Riyad’daki üretim sürecinde Jung dışındaki kimler ya da neler size ilham verdi? Kumların konuştuğu ve “Singing sand” olarak adlandırılan olgu bana ilham verdi. Rüzgârın kum taneleriyle farklı frekanslar oluşturması ve bu seslerin potansiyelleri üzerine araştırmalar bu ilhamı pekiştirdi. Ülkenin bazı bölgelerinin 45 milyon yıl önce kadim Tetis Okyanusu’nun tabanı oluşu ve nun harfinin kadim belleği, bu ilham kaynaklarını zenginleştirdi.
Farklı coğrafyaların üretiminize katkısı ve sizin onlara dönüşünüz nasıl şekilleniyor? Her coğrafya benim için yaşayan bir kütüphane. Suudi Arabistan, Japonya, Hindistan gibi ülkelerde konuk sanatçı olarak bulunduğum süreçlerde su, hava ve toprak gibi elementler üzerinden ritüel, beden, doğa ve sürdürülebilirlik ilişkilerini araştırıyorum. ABD, Birleşik Krallık ve Bolivya’daki deneyimlerimde arkeoloji, mitoloji, sembolizm ve teknolojinin bugünün gündelik yaşamına nasıl dönüştüğünü gözlemliyorum. Her yerde her kültürün kendi zamanı, dokusu ve anlatısı var; ben bu katmanları alan çalışması ve sezgisel gözlemle deneyimliyorum. Tanıştığım insanlar, zanaatkarlar, müzeler ve yerel üretim biçimleri bana bilgi kaynağı oluyor. Asya’nın kadim bilgeliğinde doğa ile insan arasındaki bağ daha canlı geldi bana; ruhum oraya daha yakın hissediyor.

Sürdürülebilirlik açısından geleceğe dair kaygılarınız var mı? Dönüş mümkün mü? Bazı kayıplar geri getirilemez olsa da, onarım her zaman mümkün. Dönüşüm, dışarıdan bir kurtuluş değil, içsel başlayan ve topluma yayılan bir süreçtir. Bu nedenle iklim iyimseriyim. Sanatın iklim krizi ve çevresel sorunlar karşısındaki rolünü nasıl görüyorsunuz? Sanat, duygusal zekayı harekete geçerek toplumsal farkındalığı tetikleyebilir; eko-performans, beden ve ritüel aracılığıyla doğayla yeniden güvenli ve şefkatli bir ilişki kurmanın pratiğidir. İzleyiciyi harekete geçirebilecek en güçlü araçlardan biridir. Dönemsel olarak değişen dünyada, sanatın sınırlarını zorlamak yerine disiplinlerarası diyalogları derinleştirmek istiyorum.

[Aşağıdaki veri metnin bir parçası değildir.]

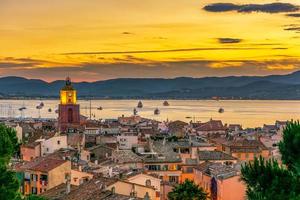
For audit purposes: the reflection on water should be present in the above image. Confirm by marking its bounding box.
[0,100,300,127]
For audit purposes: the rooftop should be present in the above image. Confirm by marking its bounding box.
[17,157,68,172]
[198,151,236,160]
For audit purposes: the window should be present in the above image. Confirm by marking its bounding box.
[68,108,73,123]
[145,179,151,187]
[31,174,38,181]
[169,176,179,183]
[31,187,37,194]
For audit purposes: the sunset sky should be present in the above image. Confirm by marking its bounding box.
[0,0,300,81]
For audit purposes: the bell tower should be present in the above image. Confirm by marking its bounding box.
[58,77,80,132]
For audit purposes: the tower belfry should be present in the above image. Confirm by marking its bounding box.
[58,77,80,131]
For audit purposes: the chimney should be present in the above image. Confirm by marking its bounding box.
[108,167,112,178]
[65,173,71,194]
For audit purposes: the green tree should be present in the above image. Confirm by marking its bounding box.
[0,125,14,166]
[26,195,46,200]
[279,121,300,176]
[0,125,21,200]
[241,157,300,200]
[168,180,207,200]
[0,166,21,200]
[241,121,300,200]
[0,124,20,155]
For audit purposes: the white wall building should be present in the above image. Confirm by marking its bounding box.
[117,135,138,149]
[36,135,68,156]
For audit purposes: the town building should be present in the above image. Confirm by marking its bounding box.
[58,77,80,132]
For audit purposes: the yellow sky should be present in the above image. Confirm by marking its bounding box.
[0,0,300,81]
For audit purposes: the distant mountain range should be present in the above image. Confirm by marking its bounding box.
[0,71,300,99]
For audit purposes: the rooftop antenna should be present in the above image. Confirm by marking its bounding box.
[89,88,92,120]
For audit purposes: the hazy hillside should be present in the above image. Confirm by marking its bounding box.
[0,72,300,99]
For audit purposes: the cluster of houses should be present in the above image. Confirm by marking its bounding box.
[3,115,286,200]
[2,77,286,200]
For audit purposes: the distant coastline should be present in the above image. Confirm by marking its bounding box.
[0,71,300,100]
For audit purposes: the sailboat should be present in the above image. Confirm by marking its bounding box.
[163,101,170,106]
[133,108,138,115]
[154,108,160,115]
[137,101,143,108]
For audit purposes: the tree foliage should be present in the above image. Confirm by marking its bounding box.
[241,157,300,200]
[279,121,300,176]
[241,121,300,200]
[0,125,21,200]
[168,180,207,200]
[25,195,46,200]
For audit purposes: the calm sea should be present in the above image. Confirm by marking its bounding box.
[0,100,300,127]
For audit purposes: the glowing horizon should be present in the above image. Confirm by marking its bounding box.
[0,0,300,81]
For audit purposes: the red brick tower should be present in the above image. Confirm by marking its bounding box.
[58,77,80,132]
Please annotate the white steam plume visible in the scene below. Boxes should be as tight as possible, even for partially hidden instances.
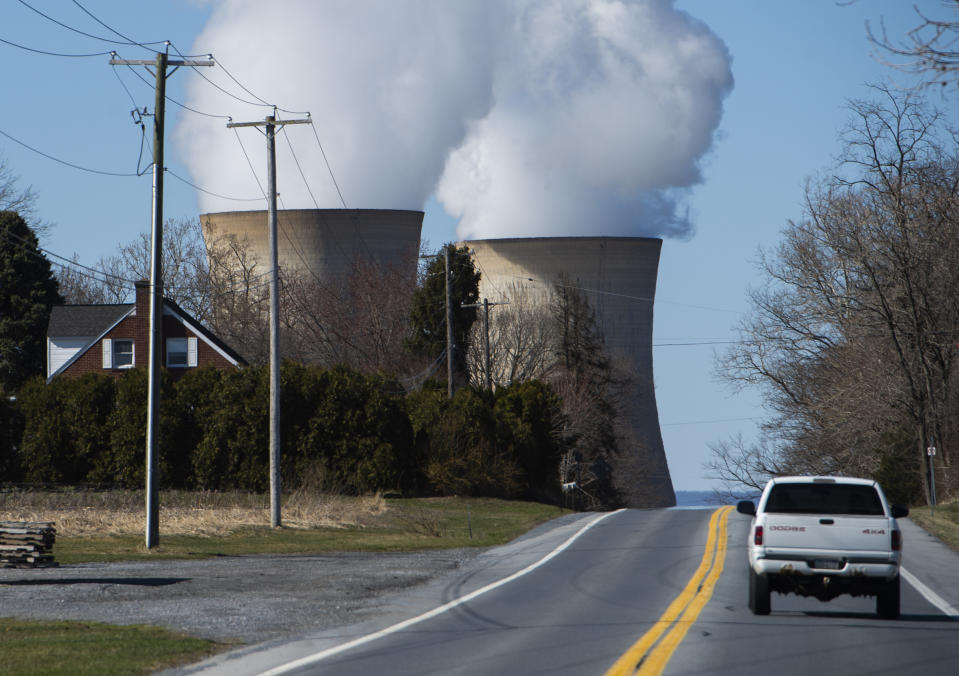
[177,0,732,238]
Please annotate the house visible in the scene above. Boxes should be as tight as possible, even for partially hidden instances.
[47,281,246,382]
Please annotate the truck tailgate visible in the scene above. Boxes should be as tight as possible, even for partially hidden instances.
[763,514,891,556]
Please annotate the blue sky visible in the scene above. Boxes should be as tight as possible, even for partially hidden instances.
[0,0,959,490]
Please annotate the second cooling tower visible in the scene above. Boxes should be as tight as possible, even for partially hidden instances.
[462,237,676,507]
[200,209,423,282]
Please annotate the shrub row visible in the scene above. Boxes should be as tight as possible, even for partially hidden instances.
[0,363,561,500]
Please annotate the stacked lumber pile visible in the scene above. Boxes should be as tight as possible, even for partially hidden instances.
[0,521,59,568]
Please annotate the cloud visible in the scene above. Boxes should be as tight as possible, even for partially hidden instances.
[175,0,733,238]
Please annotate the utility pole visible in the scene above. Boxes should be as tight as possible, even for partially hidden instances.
[110,48,214,549]
[461,298,509,390]
[226,115,313,528]
[443,247,453,399]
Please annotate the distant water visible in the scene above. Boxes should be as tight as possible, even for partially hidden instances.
[676,491,732,507]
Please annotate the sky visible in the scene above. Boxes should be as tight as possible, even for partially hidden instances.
[0,0,959,490]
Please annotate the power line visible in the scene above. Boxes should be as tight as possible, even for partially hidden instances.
[0,129,140,178]
[310,124,347,209]
[0,38,110,59]
[19,0,164,47]
[0,226,133,284]
[170,42,270,106]
[111,52,233,120]
[69,0,159,51]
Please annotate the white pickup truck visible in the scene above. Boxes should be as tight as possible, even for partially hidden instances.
[736,477,909,619]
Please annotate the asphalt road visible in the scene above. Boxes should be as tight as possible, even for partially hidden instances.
[0,509,959,676]
[179,510,959,676]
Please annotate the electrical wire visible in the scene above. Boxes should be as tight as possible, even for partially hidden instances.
[19,0,165,47]
[0,129,139,178]
[114,64,233,120]
[164,167,263,202]
[310,124,347,209]
[0,38,110,59]
[170,42,272,107]
[216,60,310,116]
[69,0,161,51]
[0,230,133,284]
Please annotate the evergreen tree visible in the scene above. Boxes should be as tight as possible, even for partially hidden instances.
[408,243,480,383]
[0,211,63,396]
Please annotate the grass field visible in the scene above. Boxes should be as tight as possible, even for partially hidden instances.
[0,491,959,676]
[0,491,567,676]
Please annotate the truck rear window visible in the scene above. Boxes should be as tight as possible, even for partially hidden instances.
[766,484,884,516]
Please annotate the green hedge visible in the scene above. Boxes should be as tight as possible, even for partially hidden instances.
[9,363,560,499]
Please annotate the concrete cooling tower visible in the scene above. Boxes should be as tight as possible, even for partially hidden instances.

Gelecek projelerinizde sanatın sınırlarını nasıl genişletmeyi hedefliyorsunuz? The Sandland Oracle sonrası yönelimleriniz hangi yönlerde şekilleniyor? Yakında iki ana proje üzerinde çalışıyorum: The Sandland Oracle: Codes Of The Ancient Future Part II – Al-Ula ve Salt Oracle. Salt Oracle, su ve tuzun hafızası üzerinden gezegen ve insanın duygusal kimyasını keşfedecek; mekana özgü biyomateryaller ve yapay zeka teknolojileriyle iyileştirici bir yapı kurmayı amaçlıyorum. Al-Ula için ise geleceğin arkeolojisini daha da derinleştirmek üzere çalışıyorum. Kumun altında geçmişin fosilleriyle geleceğin kodlarını bir arada okumayı sürdürecek bu projelerde yapay zeka, 3D baskı, biyomateryaller, interaktivite ve performansı birleştirerek çok katmanlı bir anlatı ekolojisi kurmayı hedefliyorum. Amaç, sanatı çok dilli ve çok katmanlı bir sezgiyle konuşarak sınırları aşmak değil; türler, disiplinler ve zamanlar arasında diyalogları yumuşatmak ve geleceğin sanatını kapsayıcı kılmaktır.